Zugeben, ich wollte es schon früher machen, doch dann kamen die Feiertage, Silvester und der ganze “Hallo im neuen Jahr!” dazwischen – deshalb musste die UMTS-Übersicht ein wenig warten. Wie schon so oft zuvor gehen die Credits an die Kollegen von onlinekosten.de, die regelmäßig die Angebote am Markt sondieren und uns hin und wieder abschauen lassen. Wenden wir uns also nun den Tarifen für mobiles Internet im Vergleich zu. Wie immer sind die drei Großen (T-Mobile, Vodafone und o2) und das vierte Rad am UMTS-Wagen (E-Plus) mit dabei. Und ohne große weitere Worte fangen wir an:

T-Mobile

Hier begegnen uns wieder einmal die charakteristischen “Fangen wir billig an und werden erst später teurer”-Tarife.
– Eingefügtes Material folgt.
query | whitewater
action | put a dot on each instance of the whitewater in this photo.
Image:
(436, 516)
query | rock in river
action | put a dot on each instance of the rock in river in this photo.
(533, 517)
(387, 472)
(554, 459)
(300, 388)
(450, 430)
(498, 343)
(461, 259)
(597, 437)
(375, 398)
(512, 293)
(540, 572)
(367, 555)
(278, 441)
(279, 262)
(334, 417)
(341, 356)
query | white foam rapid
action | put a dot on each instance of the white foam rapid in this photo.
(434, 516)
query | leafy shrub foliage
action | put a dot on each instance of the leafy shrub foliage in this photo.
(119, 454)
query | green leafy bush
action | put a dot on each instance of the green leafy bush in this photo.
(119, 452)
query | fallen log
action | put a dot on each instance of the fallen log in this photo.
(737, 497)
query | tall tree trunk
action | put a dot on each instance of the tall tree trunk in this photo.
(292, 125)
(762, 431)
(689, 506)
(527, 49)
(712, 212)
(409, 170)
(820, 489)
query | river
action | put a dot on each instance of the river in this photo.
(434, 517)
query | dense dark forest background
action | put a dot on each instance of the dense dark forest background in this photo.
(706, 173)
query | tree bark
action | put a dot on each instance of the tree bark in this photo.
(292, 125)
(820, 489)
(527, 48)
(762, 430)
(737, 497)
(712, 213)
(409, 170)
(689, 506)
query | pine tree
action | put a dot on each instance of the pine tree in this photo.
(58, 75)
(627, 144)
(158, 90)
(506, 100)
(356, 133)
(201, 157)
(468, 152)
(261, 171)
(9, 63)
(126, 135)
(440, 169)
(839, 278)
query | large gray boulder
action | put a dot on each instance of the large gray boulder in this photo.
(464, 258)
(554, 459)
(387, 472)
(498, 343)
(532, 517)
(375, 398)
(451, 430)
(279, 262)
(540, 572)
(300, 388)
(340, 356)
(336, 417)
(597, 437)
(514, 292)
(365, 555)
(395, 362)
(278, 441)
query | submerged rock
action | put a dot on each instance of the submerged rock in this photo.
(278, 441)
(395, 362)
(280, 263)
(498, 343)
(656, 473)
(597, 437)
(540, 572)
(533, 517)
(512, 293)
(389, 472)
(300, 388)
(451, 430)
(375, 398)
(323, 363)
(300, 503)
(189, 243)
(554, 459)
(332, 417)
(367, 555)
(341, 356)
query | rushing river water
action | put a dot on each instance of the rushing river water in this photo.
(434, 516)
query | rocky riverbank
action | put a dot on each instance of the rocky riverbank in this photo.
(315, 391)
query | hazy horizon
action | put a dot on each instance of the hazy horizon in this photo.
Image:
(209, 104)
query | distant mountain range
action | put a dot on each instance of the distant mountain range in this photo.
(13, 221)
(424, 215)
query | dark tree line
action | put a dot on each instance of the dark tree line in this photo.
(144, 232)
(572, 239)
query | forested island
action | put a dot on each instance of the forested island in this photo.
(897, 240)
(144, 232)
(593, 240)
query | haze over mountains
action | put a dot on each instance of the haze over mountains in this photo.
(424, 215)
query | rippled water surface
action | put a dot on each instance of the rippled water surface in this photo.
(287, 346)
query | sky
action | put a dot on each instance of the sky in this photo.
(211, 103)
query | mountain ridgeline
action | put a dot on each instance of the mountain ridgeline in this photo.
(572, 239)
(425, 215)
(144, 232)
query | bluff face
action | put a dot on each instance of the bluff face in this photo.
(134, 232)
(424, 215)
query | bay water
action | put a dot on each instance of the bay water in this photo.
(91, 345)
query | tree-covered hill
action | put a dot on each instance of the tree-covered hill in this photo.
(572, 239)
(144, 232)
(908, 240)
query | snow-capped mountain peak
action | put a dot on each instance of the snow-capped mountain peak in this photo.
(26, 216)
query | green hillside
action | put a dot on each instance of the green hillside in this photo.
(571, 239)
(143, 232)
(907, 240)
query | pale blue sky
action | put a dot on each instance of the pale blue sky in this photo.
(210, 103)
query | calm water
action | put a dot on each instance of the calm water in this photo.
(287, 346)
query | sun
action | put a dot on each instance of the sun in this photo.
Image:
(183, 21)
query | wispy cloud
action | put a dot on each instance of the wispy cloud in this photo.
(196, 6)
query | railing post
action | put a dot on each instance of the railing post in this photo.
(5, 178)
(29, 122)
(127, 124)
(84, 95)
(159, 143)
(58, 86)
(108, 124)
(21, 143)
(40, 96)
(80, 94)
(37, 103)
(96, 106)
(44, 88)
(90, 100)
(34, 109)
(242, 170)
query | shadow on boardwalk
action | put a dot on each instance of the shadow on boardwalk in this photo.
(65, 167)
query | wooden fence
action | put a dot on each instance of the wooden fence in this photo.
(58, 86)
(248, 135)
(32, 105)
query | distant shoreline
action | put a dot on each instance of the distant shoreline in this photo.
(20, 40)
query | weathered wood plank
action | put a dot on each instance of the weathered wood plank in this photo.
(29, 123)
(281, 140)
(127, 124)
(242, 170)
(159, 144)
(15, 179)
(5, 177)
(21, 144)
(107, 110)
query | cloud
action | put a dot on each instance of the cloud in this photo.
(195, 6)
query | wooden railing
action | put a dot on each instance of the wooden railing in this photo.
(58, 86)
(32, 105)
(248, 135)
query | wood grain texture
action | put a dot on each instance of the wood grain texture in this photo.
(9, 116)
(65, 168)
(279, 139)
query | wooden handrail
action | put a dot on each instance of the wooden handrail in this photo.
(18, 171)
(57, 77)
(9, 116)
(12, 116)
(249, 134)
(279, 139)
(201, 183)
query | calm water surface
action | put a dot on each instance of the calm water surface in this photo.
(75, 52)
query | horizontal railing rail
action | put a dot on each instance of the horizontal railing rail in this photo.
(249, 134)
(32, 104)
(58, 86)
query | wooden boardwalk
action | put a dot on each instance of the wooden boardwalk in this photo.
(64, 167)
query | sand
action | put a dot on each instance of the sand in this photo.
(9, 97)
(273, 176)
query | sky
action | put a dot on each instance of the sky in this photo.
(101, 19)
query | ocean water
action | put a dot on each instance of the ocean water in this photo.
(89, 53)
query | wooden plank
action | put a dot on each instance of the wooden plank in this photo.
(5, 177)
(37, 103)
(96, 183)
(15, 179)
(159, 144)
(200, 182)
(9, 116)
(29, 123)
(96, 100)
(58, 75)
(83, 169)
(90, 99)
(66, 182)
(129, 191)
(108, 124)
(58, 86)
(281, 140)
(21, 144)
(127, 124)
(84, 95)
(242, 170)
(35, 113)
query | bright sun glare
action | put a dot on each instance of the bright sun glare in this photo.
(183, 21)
Im T-Mobile-Netz hat derzeit simply data die Nase vorn – 20 Euro im Monat in den ersten zwei Jahren, danach steigt der Preis auf 30 Euro. Kunden haben aber auch schon vorher die Möglichkeit, aus dem Vertrag auszusteigen. Wer eher auf Goldfische steht, kann zu denselben Konditionen auch bei BigSIM buchen. Bei DiscoSurf lässt sich hingegen bei der Hardware sparen – den Stick gibt es nämlich derzeit gratis. Ein halbes Jahr lang beträgt die Monatsgebühr 20 Euro, ab dem siebten Monats steigt sie auf 30 Euro. (weiterlesen…)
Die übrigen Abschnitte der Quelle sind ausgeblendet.